Wir erfuhren, dass wir noch jemanden mitnehmen sollten. Ihr Name war Olga und eine gute Freundin von André. Jetzt ging es daran alles zu organisieren und dafür zu sorgen, dass die Sachen zu Hause auch weiterhin liefen. Das war kein Problem, weil dafür fühlte Steffen sich verantwortlich, während ich derweil die Sachen für uns zusammen packte. Wir hatten alles was wir brauchten beisammen und legten uns für die kommende Fahrt noch ein wenig hin. Besonders Steffen brauchte viel Schlaf, da nur er einen Führerschein besaß. Dann war es soweit, Sonntag der 24. Juli 05, dass Handy weckte uns unsanft aus unseren Träumen, doch ich war putzmunter, denn endlich sollte es losgehen. Während Steffen das Auto vom Hof holte, stellte ich die ganzen Sachen vor die Tür und lud sie ein.

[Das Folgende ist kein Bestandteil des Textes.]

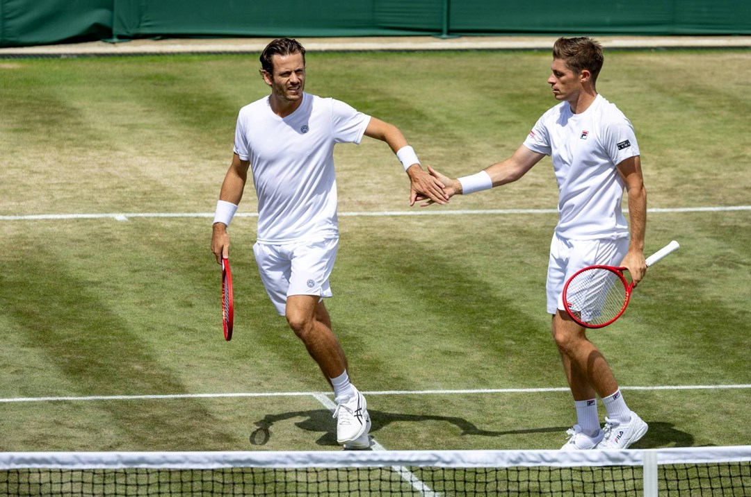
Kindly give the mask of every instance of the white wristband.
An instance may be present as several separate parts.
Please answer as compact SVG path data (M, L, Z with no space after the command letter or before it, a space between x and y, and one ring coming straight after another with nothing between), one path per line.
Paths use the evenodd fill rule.
M490 179L490 175L487 174L486 171L480 171L471 176L460 178L459 182L462 184L462 195L469 195L493 187L493 180Z
M213 223L223 223L228 226L237 210L237 206L232 202L219 200L216 202L216 214L214 214Z
M402 163L404 170L406 171L412 164L419 164L420 160L418 154L415 153L415 149L410 145L402 147L397 151L397 158Z

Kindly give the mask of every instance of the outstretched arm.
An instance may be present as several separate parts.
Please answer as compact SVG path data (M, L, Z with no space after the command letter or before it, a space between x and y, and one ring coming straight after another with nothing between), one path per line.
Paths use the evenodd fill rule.
M418 196L439 204L448 202L448 196L444 193L444 185L427 171L422 169L414 150L407 142L401 130L394 124L371 117L365 136L375 138L388 144L391 151L397 154L409 176L409 205L414 205Z
M496 163L480 172L469 176L452 179L430 166L428 166L428 172L445 185L443 191L451 198L457 194L469 195L481 190L487 190L515 181L526 174L526 172L544 157L545 157L544 154L532 151L522 145L516 149L513 155L505 160ZM418 199L426 200L427 199L427 197L418 197ZM431 199L421 204L420 206L425 207L432 203L434 202Z
M221 262L222 257L229 256L230 235L227 232L227 226L229 226L237 205L243 198L243 190L245 190L245 183L248 179L249 166L249 161L241 160L235 154L232 157L232 163L230 164L225 175L225 181L222 184L211 235L211 251L216 256L217 262Z
M618 174L626 184L626 198L629 202L629 230L631 241L629 252L620 265L629 268L635 287L647 273L644 260L644 233L647 230L647 188L644 187L641 174L641 160L639 156L623 160L617 166Z

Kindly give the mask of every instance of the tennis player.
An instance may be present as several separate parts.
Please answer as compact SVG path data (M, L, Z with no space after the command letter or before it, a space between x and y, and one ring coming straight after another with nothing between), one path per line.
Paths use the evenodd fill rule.
M547 83L560 103L543 114L511 157L453 180L428 167L451 196L515 181L546 155L553 160L560 217L550 243L547 312L553 315L553 337L577 414L562 448L566 451L626 448L647 428L626 406L605 357L587 340L585 328L566 313L561 298L566 281L588 265L625 266L635 286L647 271L647 190L639 148L631 122L595 89L603 61L602 47L596 40L559 38L553 48ZM630 236L621 209L624 189ZM607 411L604 430L596 396Z
M305 344L334 391L336 439L348 448L369 446L365 398L350 382L347 359L331 331L323 298L339 244L333 146L359 144L363 136L385 142L410 178L410 202L445 203L443 184L424 170L395 126L333 98L306 93L305 49L274 40L261 55L269 96L240 109L234 154L214 218L211 250L217 262L229 254L227 228L252 172L258 200L253 246L261 279L281 316Z

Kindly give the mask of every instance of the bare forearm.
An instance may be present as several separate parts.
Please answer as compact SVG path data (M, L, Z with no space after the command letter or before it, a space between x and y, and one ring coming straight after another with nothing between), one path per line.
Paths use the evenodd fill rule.
M629 190L629 219L631 231L629 250L644 252L644 233L647 231L647 189L641 187Z

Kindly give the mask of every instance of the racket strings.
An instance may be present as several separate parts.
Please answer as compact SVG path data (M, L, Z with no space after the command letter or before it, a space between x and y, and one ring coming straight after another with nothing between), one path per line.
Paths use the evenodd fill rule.
M626 302L627 291L620 274L603 268L583 271L572 279L566 304L582 322L602 325L617 318Z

Danach ging es sofort los. Als erstes gab ich die Adresse von Olga in Braunschweig in den Navi ein und unterdessen telefonierte mein Steffen mit Olga, um ihr zu sagen das wir losgefahren sind und die ungefähre Ankunftszeit. Nachdem wir bei ihr nachts so gegen 0 Uhr ankamen und sie einsammelten, brauchten wir zwei Tage und Nächte bis Spanien. Wir fuhren die ganze Zeit Autobahn am Rande Frankreichs entlang wobei wir nicht viel von der Stadt Montpellier sehen konnten. Doch konnte man trotz alledem die Landschaft genießen und die Veränderung der Vegetation beobachten. Es war klar, dass je näher wir Spanien kamen, desto mehr Zypressen sammelten sich am Rande der Straße und auch die Häuser veränderten sich langsam in den typisch dafür spanischen Stil. Nachdem wir die Grenze nach Perpingon überquerten und auf der Straße E15 weiter Richtung Barcelona fuhren, folgte auch schon die Ernüchterung, die hohen Mautgebühren, was natürlich nicht zu ändern war und hinzu kam noch die begrenzte Fahrzeit, so dass wir uns Umwege nicht erlauben konnten. Wir sollten genau zu André's Geburtstag am Dienstag den 26. Juli 05 ankommen. Tja durch die Samstagstour konnten wir leider erst Sonntag fahren, also kein Spielraum für längere Wege. Olga war ein sehr ruhiger Fahrgast und man musste ihr so ziemlich alles aus der Nase ziehen. Ganz banale Sachen halt wie Essen, Trinken usw..."Wie lange noch?", fragte ich Steffen. Er schaute auf den Navi und meinte: "Na wir werden wohl nachts in El Ejido ankommen. Wenn wir da sind, muss ich Angie sowieso anrufen, damit sie uns abholen kann. Doch jetzt müssen wir erstmal tanken und bis Barcelona ist es auch nicht mehr weit." Der Sprit war recht preiswert und so füllten wir unsere 2 x 20 L Reservekanister gleich auf. Tja und dann musste es ja kommen; in Barcelona verfuhren wir uns schließlich. Wir irrten mindestens eine dreiviertel Stunde dort herum, um die richtige Ausfahrt zu finden, denn offensichtlich wurde diese Straße verlegt oder umgebaut oder besser gesagt, sie führte uns immer wieder zum Hafen und da wollten wir ganz bestimmt nicht hin und durch nen Zufall fanden wir die Ausfahrt dann doch und konnten unsere Fahrt fortsetzen.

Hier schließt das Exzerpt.